1 large onion, chopped finely
a little sunflower oil (to sweat off the onions/carrots)
2 carrots, chopped
2 lb lamb shoulder, well trimmed and cut into large cubes
small quantity of seasoned flour
150 ml lamb or beef stock
2 x 14 oz tin of chopped tomatoes
2 x 14 oz tin of butterbeans (well drained and rinsed)
Bouquet garni
Salt, freshly ground black pepper, to taste
Parsley (to serve)

Preheat oven to Gas mark 3/325F.

Heat small amount of oil in a frying pan.  Add the onion and sweat for ten minutes or so, add carrots and cook until they begin to soften.  Transfer to a casserole dish (with a tight lid)

Toss the lamb in the seasoned flour and then brown (in small batches) on all sides.  Transfer to the cassserole.  De-glaze the pan with a little water and add to the casserole.
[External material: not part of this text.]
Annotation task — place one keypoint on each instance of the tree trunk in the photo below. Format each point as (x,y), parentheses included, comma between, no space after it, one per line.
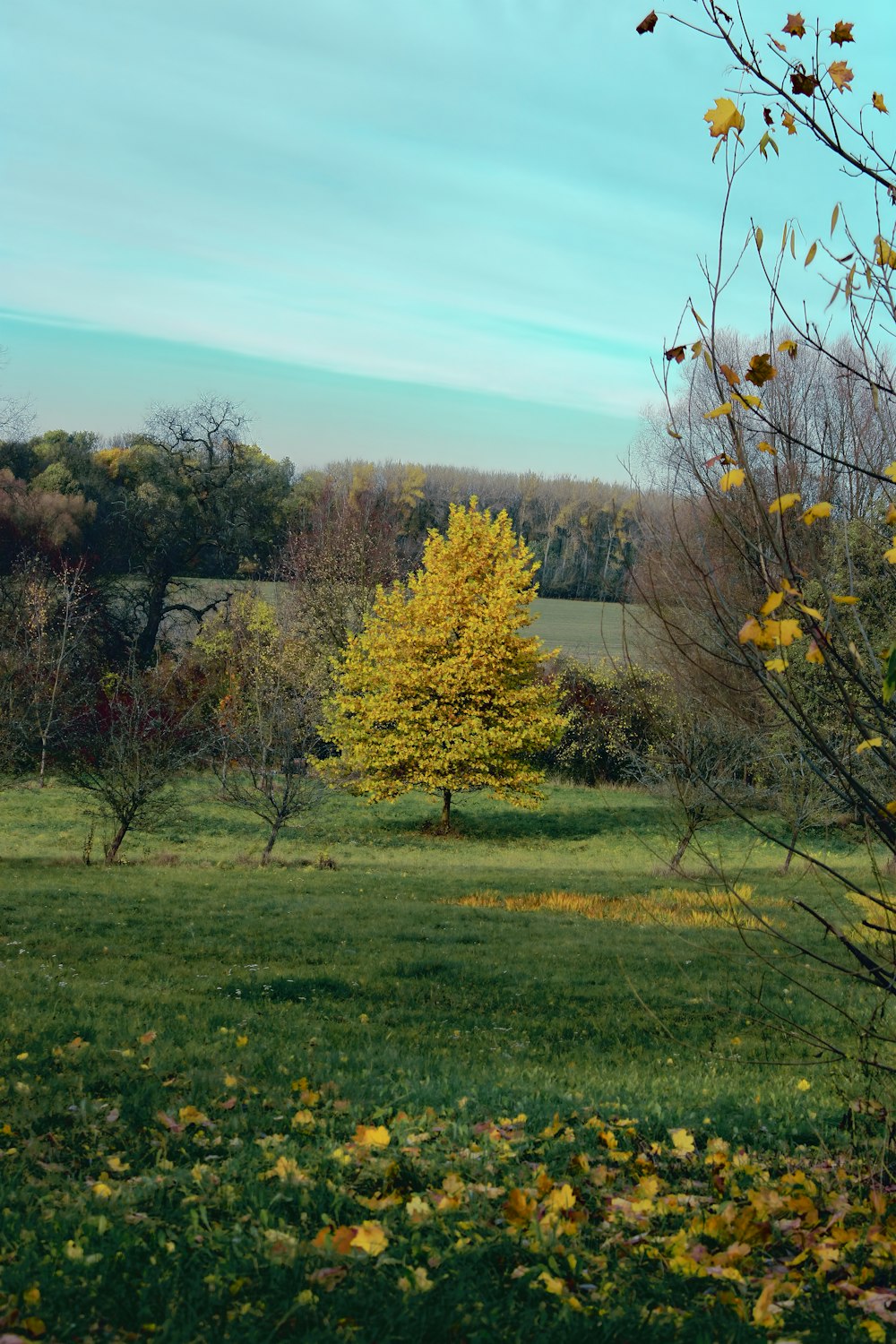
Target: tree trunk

Add the butterbeans and tomatoes to the casserole, stir and season with a little salt and pepper.  Add the bouquet garni.  Put lid on the casserole.

Put the casserole in the oven and cook for one and half hours.  Remove the bouquet garni.

Sprinkle with chopped parsley and serve with green vegetables.


Recipe from Leith's Cookery School, London.


----------



## In the Kitchen (Dec 14, 2004)

Ishbel: did you try this?  Sounds very healthy.  Thanks


----------



## Ishbel (Dec 14, 2004)

Yes, I've made it a few times.  But then, I like butterbeans!    8)


----------



## In the Kitchen (Dec 14, 2004)

Aren't you something?  What brand did you get?  Maybe ones we get aren't as good as what you have?  Has a lot to do with it.  Do you remember the brand?  Don't you hate when people want to know so many details?  But truly makes difference.


----------



## In the Kitchen (Dec 14, 2004)

Okay, where do you get lamb stock?  I have to take the beef.  You must have access to more choice than we do.


----------



## Ishbel (Dec 15, 2004)

I've always got stock in the freezer!  But we can buy ready made stock many varieties, fish, beef, chicken, lamb and vegetable, from the chillers in any supermarket - it comes in what looks like large Starbucks take-away cups!

The butterbeans are the 'own-brand' from my local supermarket  8)


----------



## In the Kitchen (Dec 15, 2004)

I want to try this recipe maybe next week.  Go to the store only once week which I try to do so I won't spend extra for something I don't need.  I do go over recipes and will get then.  You sound like you got things well organized which I never seem to have.  Thanks for info.


----------



## Snoop Puss (Nov 28, 2006)

I love lamb and I adore butter beans. Have to give this a try.


----------



## Ishbel (Nov 28, 2006)

It's a tasty winter casserole, Snoops.


----------